Autor: Troyjo, Marcos
Fonte: Correio Braziliense, 27/07/2010, Opinião, p. 21

Doutor em sociologia das relações internacionais pela USP, é professor convidado do Centro de Estudos sobre o Atual e o Quotidiano da Universidade Paris V (Sorbonne) e CEO da Wisekey no Brasil (troyjo@post.harvard.edu)

Os Brics (conjunto que congrega Brasil, Rússia, Índia e China) são um conceito em construção. O sucesso de cada país no século 21 resultará de quatro perguntas que candidatos a potência internacional têm de responder: 1. Qual é seu projeto nacional? 2. Como perseguirá seus objetivos num mundo interdependente e conflituoso? 3. Como está se preparando para a economia digital do conhecimento? 4. Que sacrifícios está disposto a fazer?

Se o grupo almejar maior influência nas relações internacionais, dependerá daquilo que alcançarem em termos de: 1. Tornar-se mais do que nações que compartilham dimensões geográficas e estatísticas semelhantes grande território, população, economia e amplo potencial para papéis construtivos ou fragmentários na geopolítica e na economia global; 2. Articular interesses e o entendimento de como o mundo deve funcionar; e 3. Estabelecer instâncias regulares e formais que congreguem líderes empresariais, porta-vozes da sociedade civil e autoridades governamentais na formulação de agendas comuns.
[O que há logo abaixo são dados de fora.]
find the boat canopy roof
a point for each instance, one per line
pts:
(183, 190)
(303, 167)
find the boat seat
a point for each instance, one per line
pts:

Antes mesmo de analisar as motivações individuais de cada integrante da sigla, cabe lembrar o que os Brics não são até agora uma organização internacional ou um bloco de livre-comércio. Nem tampouco plataforma para consensos em direitos humanos, meio ambiente, segurança internacional, atuação conjunta nas Nações Unidas (ONU) ou na Organização Mundial do Comércio (OMC) etc. Os Brics têm de saber o que querem para seus países, para suas elites, o que querem do mundo e para o mundo. Portanto, é preciso questionar se possuem projetos de poder, de prosperidade e de prestígio.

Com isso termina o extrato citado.